Getting Started
AgentScript is an open agent specification language. Define agents as single .agent files with a declarative, block-based syntax for state, execution flow, instructions, and deterministic control hooks.
Overview
An AgentScript file describes what an agent is — its identity, state variables, available actions, and reasoning instructions. The runtime handles how it executes, meaning the same script can run on increasingly capable runtimes without any changes.

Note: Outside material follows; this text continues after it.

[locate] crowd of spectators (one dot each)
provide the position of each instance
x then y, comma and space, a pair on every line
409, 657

The language was developed for Salesforce Agentforce but is designed to apply to agents in general. The toolchain — parser, linter, compiler, LSP, and editor integrations — is fully open source under Apache 2.0.
What's in the repo
- Parser — two backends: a hand-written TypeScript parser and a Tree-sitter C/WASM parser
- Language service — scope resolution, linting (18+ passes), Language Service API
- Compiler — transforms AST → Salesforce runtime specification with source maps
- LSP server — Node.js and browser workers for IDE integration
- VS Code extension — diagnostics, completions, hover, go-to-definition, rename
- Monaco integration — for browser-based editors
- UI Playground — React + Vite playground with graph view and CST explorer
The runtime is Salesforce-internal and not open sourced. You can parse, lint, compile, and build tooling around AgentScript, but running agents requires Salesforce's runtime environment.
Installation
Prerequisites
The recommended setup uses mise, which installs the exact toolchain versions pinned in mise.toml:
mise install
Or install manually:
- Node.js 22 (minimum
>=18) - pnpm 10 — run
corepack enable pnpmonce - tree-sitter CLI 0.25.x — required to build the
parser-tree-sitterpackage
macOS: brew install tree-sitter installs the C library only, not the CLI. Use mise install (recommended) or brew install tree-sitter-cli.
Clone and build
git clone https://github.com/salesforce/agentscript.git
cd agentscript
pnpm install
pnpm build
Quick Start
Run the UI playground
pnpm ui:dev
Opens the AgentScript playground at http://localhost:27002. It includes a Monaco editor, graph view, CST/AST explorer, and preloaded examples.
Install the SDK
Packages are published to npm under the @sf-agentscript/* scope:
npm install @sf-agentscript/agentforce
# or
pnpm add @sf-agentscript/agentforce
import { parse } from '@sf-agentscript/agentforce';
const doc = parse(`
system:
instructions: "You are a helpful agent."
start_agent main:
reasoning:
instructions: ->
| Help the user with any questions.
`);
console.log(doc.hasErrors); // false
console.log(doc.diagnostics); // []
console.log(doc.emit()); // formatted source
Your First Agent
Create a file named my_agent.agent. Every agent needs at least a start_agent block with a reasoning section:
system:
instructions: "You are a helpful customer support agent."
messages:
welcome: "Hello! How can I help you today?"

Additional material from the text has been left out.